Feature Security Multiple LDAP and NIS server registration allows the OpCenter to provide redundant distributed directory services to ensure consistent system configuration data (such as user and host names).
  • Multiple LDAP servers are used for redundancy and load sharing as well as partitioning of network resources into domains.
  • Network Information Service (NIS) evolved from Sun Microsystems' YP (Yellow Pages) service for distributing configuration information. LDAP has largely replaced NIS today.
Feature Platform Container image caching using volume snapshots decreases the time to instantiate a worker node compared with loading the container image directly from S3 or an NFS server.
  • Every worker node requires a storage volume to act as the container root volume. The container image is loaded directly from the OpCenter or from a cache maintained on an NFS server or in AWS S3.
  • If the container image is large (multiple GB), the time to load the image into the root volume becomes a significant fraction of the time to instantiate a worker node.
  • To overcome this, the 3.1 release allows a user to snapshot the container root volume using AWS's EBS snapshot service. When a new worker node starts with the same image, the volume snapshot is used to instantiate a new container image volume.

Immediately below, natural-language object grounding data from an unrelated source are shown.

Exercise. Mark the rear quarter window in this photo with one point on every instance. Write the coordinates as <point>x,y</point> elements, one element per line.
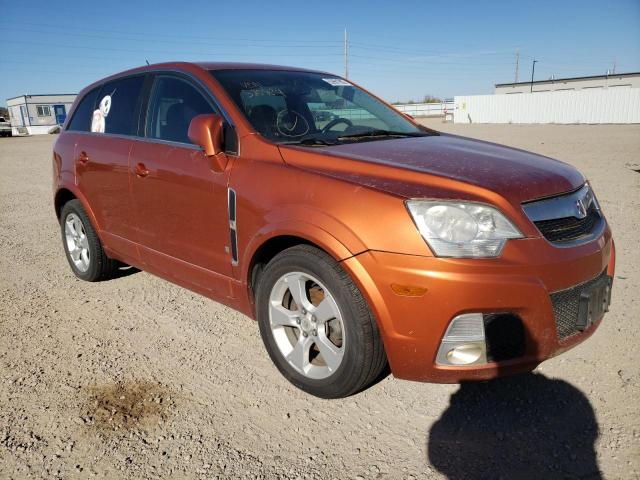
<point>116,107</point>
<point>81,120</point>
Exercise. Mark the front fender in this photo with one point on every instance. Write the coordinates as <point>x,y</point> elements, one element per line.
<point>296,227</point>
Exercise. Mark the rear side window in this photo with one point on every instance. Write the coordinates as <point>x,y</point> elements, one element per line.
<point>173,104</point>
<point>116,108</point>
<point>81,120</point>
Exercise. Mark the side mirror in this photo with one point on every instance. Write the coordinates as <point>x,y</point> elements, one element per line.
<point>206,131</point>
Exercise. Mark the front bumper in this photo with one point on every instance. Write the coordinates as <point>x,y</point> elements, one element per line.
<point>519,282</point>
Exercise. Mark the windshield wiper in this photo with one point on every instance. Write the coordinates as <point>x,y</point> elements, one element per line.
<point>311,141</point>
<point>382,133</point>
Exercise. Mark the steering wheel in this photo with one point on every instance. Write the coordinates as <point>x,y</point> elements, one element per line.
<point>336,121</point>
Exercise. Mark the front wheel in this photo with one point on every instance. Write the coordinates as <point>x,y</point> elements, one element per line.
<point>316,325</point>
<point>83,249</point>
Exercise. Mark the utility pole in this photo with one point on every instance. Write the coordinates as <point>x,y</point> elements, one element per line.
<point>346,54</point>
<point>533,70</point>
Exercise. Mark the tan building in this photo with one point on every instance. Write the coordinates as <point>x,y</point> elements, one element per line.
<point>34,114</point>
<point>618,80</point>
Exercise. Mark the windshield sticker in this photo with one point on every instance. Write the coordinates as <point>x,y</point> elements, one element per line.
<point>100,114</point>
<point>264,92</point>
<point>337,82</point>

This process is highly optimized so the time to start a new worker node is not impacted by the size of the container image.
Feature Platform Instance cost as a trigger for job migration avoids situations where jobs migrate to high cost instances and remain there until the jobs complete.
  • Overutilization of resources (for example, CPU or memory) can trigger job migration to a virtual machine with more resources. When selecting a new instance, cost is not considered so it is possible for a job to migrate to a high cost virtual machine and remain there until the job completes.
  • This feature allows the user to specify a price floor so that if a job migrates to a virtual machine with an hourly rate higher than the price floor, the OpCenter will look for a less costly virtual machine (that still meets the resource requirements).
Feature Platform Per availability zone quarantining of instance types improves global spot instance availability by restricting quarantining of spot instance types to the availability zones where those spot instances are reclaimed.
  • If the cloud service provider reclaims a spot instance, it can mean that instance type is at an increased risk of reclamation.
  • To avoid multiple job migrations because of spot instance reclaims, previous releases quarantine an instance type after a reclaim event. However, spot instance reclaims do not occur uniformly across availability zones, so a global quarantine policy sometimes limits the availability of an instance type.
  • In the 3.1 release, the quarantine policy is limited to the availability zone in which the reclaim event occurs.
Feature UX Improved Cost Summary page, available to admin users of the web interface, clarifies how cloud costs are generated and savings calculated.
Feature Platform Refactoring of OpCenter software, especially with regard to data structures and data retrieval, improves performance and reduces memory usage in the OpCenter.

To implement the new data structures, users upgrading to the 3.1 release from an earlier release must follow the prescribed upgrade procedure. Alternatively, users can start a new OpCenter, already running the 3.1 release, from the AWS Marketplace.
Feature Platform OpCenter manages up to twenty million jobs as a result of software refactoring. Note that the total number of jobs includes running jobs, completed jobs, stopped jobs, initializing jobs, failed jobs, and so on.